İsyanı yorumlayan akademisyenler arasında buna “Meksika Baharı” adını koyanlar bile mevcut. Kendisi hukuk alanında profesör olan Ana Laura Magaloni Kerpel, yağma ve protestoların profesyonel hırsızlar tarafından değil de sıradan halk tarafından yapılması konusuna dikkat çekiyor. Kerpel’e göre sokaklara dökülen binlerce insan arasında evine halen temiz su ulaşmamış ve kendi imkanlarıyla da su borusu alamamış insanlar var. Mahallesindeki çöpleri zamanında toplanmayan; elektrik tesisatı bozulduğunda haftalarca tamirat için sıraya giren vatandaş, sokaklara inenler arasında. Suç üstüne suç işlenen, polisin o suçlularla işbirliği yaptığı; polis memurlarının bizzat madde bağımlısı olduğu o mahallenin sakini söz konusu protestocular arasında. Ya da serseri kurşunla sokakta vurulduğunda ambulansın asla gelmediği; sokak lambalarının asla yanmadığı; sokaklarında oturacak bankın olmadığı, daha kötüsü kaldırımın olmadığı o mahallelerde yaşayan insanlar geçtiğimiz hafta sokaklara inen binler arasındaydı.
Kerpel’e göre devletin yasal varlığı, şiddet ve madde bağımlılığı yoluyla mafyalaşan mahalle çocuklarının suç işlemelerine engel olamıyor.
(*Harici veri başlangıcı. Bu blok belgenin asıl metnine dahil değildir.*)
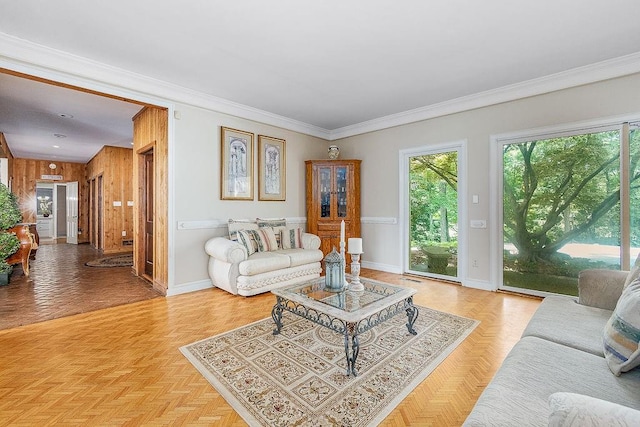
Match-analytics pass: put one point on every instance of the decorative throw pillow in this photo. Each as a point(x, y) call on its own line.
point(622, 332)
point(291, 238)
point(247, 239)
point(634, 273)
point(236, 225)
point(278, 224)
point(266, 239)
point(577, 410)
Sonuç olarak, insanlar kendilerini asla güvende hissetmiyorlar. Tüm bunlara ek olarak, Meksika artık günde 12 saat çalışan ama sadece yediği yemeği, mobil telefon faturasını, temizliği ve birkaç başka ihtiyacı karşılayacak kadar para kazanan insanların toplumun yarısını oluşturduğu bir ülke halini almış durumda. Buna karşılık; üst düzey parlamenterler ve milletvekillerine tahsis edilen 6 milyon peso değerinde 27 araç, iPhone 7’ler, seyahatler, partilere, hakim ve savcılara tanınan 15.000 pesoluk yakıt dolum kartları, parlamenterlere yönelik petrol kullanım çekleri, vs sahibi olan iktidar elitlerinin yaşadığı bir ülke… Son olarak… İnsanlara sosyal yardım ve devlet desteğinin çekilmesi tehdidiyle büyük petrol zammının dayatıldığı bir ülkede, Meclis'teki tüm partilere 2017 senesi için aktarılacak olan toplam bütçe "4 milyar" peso.